Federal safety officials said on Wednesday that they are stepping up enforcement against unruly airline passengers after confrontations on flights to and from Washington, D.C., around the time of the riot at the Capitol by supporters of President Donald Trump.
The Federal Aviation Administration said there has been “a disturbing increase in incidents where airline passengers have disrupted flights with threatening or violent behavior. These incidents have stemmed both from passengers’ refusals to wear masks and from recent violence at the U.S. Capitol.”
The FAA said under an order signed by Administrator Stephen Dickson, unruly passengers will no longer get warnings. Instead, the agency said, it will launch legal enforcement actions. Penalties can include fines up to $35,000 and jail terms for passengers who assault or threaten airline crews or other passengers.
The new policy will be in effect through March 30. It won quick praise from the head of the largest U.S. flight attendants' union.
“First strike and you’re out. We applaud FAA Administrator Dickson for taking this clear stand for our safety and security,” Sara Nelson, president of the Association of Flight Attendants, said in a statement. “This will help serve as a deterrent to unruly passengers who had been bucking the rules of aviation safety.”
The FAA said it has pursued more than 1,300 enforcement actions against passengers in the past 10 years. It did not immediately provide a count of recent cases.
Videos of several recent incidents have been shared widely on social media, some showing people who were removed from planes for refusing to wear masks.
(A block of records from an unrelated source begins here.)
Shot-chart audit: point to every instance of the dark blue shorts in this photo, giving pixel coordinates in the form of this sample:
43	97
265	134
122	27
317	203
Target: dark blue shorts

The FAA has resisted calls for a federal mask rule, but all leading U.S. airlines require passengers to wear them with exceptions generally made only for children under 2.
Some lawmakers and airline union officials have demanded that people who took part in the riot at the Capitol be placed on the federal no-fly list. The FAA said it does not have authority over that list but works with law enforcement agencies on security threats.